# Panne bizarre sur lecteur de disquette



## Pascal 77 (26 Janvier 2010)

Depuis hier, le lecteur de disquette de mon Duo230 (Mac OS 7.5.5) me fait un coup de calcaire bizarre :

Si j'introduis une disquette dedans, elle ne monte pas (le lecteur ne fait aucun bruit, on n'entend pas le "tac tac" habituel lorsqu'il lit le catalogue). Si je redémarre, la disquette s'éjecte, et si, pendant que le Mac boote, je remets la disquette, lorsque le Finder finit de se charger, elle monte. Par contre, si je l'éjecte, puis la remets, elle ne remonte pas, je suis obligé de reprendre la boucle au début pour la remonter (avec redémarrage).

Ah, quand je dis "la" disquette, en fait, ça fait ça avec n'importe quelle disquette !

Quelque spécialiste des machines anciennes qui traînent par ici aurait-il une idée sur la cause du phénomène ? Matérielle ? Logicielle ?
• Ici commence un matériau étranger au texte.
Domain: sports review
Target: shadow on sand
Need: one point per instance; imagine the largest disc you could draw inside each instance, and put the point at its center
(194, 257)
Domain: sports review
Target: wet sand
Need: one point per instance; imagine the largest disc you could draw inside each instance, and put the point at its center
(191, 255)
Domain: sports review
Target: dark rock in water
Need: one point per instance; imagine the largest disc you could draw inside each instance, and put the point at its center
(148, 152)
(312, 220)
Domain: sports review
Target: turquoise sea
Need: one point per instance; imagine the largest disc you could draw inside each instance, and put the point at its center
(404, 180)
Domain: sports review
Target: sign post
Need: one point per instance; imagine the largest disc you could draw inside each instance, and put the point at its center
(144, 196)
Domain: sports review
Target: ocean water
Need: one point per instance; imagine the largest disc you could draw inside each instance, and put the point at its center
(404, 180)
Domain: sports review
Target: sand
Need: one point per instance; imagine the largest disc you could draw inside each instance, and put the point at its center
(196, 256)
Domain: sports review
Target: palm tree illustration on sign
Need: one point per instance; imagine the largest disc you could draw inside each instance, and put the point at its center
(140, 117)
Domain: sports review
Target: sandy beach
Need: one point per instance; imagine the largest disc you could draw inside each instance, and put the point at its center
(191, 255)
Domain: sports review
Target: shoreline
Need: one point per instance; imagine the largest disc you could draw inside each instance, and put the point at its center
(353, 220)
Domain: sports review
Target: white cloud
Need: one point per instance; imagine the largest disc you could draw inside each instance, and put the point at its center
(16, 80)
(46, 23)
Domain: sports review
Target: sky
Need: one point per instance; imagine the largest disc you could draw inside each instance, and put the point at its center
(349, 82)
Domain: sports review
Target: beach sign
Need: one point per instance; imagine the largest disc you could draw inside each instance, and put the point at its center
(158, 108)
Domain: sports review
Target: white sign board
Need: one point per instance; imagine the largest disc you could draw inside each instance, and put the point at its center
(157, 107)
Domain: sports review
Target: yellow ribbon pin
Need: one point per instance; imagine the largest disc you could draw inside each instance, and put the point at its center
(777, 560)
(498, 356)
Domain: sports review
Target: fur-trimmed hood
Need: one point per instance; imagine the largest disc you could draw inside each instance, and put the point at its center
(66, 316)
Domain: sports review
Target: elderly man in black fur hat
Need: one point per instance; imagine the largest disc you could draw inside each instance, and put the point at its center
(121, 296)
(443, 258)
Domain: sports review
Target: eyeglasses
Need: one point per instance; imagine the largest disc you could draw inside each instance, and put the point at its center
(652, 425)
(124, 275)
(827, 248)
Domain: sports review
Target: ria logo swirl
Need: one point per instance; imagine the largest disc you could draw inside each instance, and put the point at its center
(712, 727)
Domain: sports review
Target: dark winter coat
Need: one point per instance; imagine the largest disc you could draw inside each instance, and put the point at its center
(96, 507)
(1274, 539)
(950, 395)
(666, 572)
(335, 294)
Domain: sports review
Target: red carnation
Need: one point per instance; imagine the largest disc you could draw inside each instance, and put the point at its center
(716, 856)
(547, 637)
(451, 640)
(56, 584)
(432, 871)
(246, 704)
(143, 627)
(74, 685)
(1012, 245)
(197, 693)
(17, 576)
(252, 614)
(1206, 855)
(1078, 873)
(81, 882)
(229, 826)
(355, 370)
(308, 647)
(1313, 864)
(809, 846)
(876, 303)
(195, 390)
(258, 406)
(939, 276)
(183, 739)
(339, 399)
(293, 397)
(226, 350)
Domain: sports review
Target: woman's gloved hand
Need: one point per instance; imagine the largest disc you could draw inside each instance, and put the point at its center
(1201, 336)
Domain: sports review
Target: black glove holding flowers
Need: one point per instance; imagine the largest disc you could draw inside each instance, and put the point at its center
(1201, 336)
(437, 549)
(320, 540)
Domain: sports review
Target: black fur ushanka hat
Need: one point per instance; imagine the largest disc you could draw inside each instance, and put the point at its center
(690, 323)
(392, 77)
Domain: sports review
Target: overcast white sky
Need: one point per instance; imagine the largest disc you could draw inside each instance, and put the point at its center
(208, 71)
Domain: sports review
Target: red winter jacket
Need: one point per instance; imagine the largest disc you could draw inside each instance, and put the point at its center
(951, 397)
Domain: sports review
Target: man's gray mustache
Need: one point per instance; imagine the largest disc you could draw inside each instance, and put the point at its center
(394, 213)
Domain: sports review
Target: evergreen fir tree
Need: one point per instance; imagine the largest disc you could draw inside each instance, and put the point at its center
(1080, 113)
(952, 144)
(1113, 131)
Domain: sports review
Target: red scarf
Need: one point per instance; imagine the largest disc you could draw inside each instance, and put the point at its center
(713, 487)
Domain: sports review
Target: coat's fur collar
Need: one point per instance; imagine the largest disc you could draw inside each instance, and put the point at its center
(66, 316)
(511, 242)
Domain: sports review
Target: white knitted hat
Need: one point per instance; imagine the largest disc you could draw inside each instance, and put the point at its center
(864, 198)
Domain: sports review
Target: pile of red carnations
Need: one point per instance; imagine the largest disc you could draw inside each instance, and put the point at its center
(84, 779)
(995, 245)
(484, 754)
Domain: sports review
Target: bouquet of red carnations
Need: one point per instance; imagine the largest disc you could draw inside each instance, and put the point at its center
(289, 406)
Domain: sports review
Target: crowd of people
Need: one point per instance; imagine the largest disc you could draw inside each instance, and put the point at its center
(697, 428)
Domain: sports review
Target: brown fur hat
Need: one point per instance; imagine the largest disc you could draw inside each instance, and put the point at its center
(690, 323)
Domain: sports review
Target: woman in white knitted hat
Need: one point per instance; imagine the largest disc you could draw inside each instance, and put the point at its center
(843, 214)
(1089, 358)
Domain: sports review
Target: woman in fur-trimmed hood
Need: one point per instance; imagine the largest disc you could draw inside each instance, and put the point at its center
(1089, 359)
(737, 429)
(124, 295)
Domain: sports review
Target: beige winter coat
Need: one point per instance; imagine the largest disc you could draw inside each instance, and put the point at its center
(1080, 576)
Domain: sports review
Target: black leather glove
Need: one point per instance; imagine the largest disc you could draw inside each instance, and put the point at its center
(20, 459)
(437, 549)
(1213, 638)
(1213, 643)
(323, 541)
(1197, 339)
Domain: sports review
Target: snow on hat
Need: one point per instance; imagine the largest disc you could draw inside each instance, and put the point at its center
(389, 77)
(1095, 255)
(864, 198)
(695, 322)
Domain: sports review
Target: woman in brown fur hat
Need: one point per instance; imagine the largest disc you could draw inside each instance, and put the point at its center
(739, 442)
EDIT : lorsque la disquette monte, je peux l'utiliser normalement, lire, écrire dessus, et je suppose formater, bien que là, je n'ai pas testé.


----------



## Invité (26 Janvier 2010)

T'as testé le reset du "power manager" ?
C'est un minidock ou un adapteur ? J'imagine que t'as essayé de voir si la connexion est bonne, et éventuellement essayer du nettoyant contact.

A part ça, j'ai eu un truc de ce genre sur un de mes Starmax, et c'était le lecteur lui-même (qui est mort peu après) qui défaillait.


----------



## Pascal 77 (26 Janvier 2010)

Invité a dit:


> T'as testé le reset du "power manager" ?
> C'est un minidock ou un adapteur ? J'imagine que t'as essayé de voir si la connexion est bonne, et éventuellement essayer du nettoyant contact.
> 
> A part ça, j'ai eu un truc de ce genre sur un de mes Starmax, et c'était le lecteur lui-même (qui est mort peu après) qui défaillait.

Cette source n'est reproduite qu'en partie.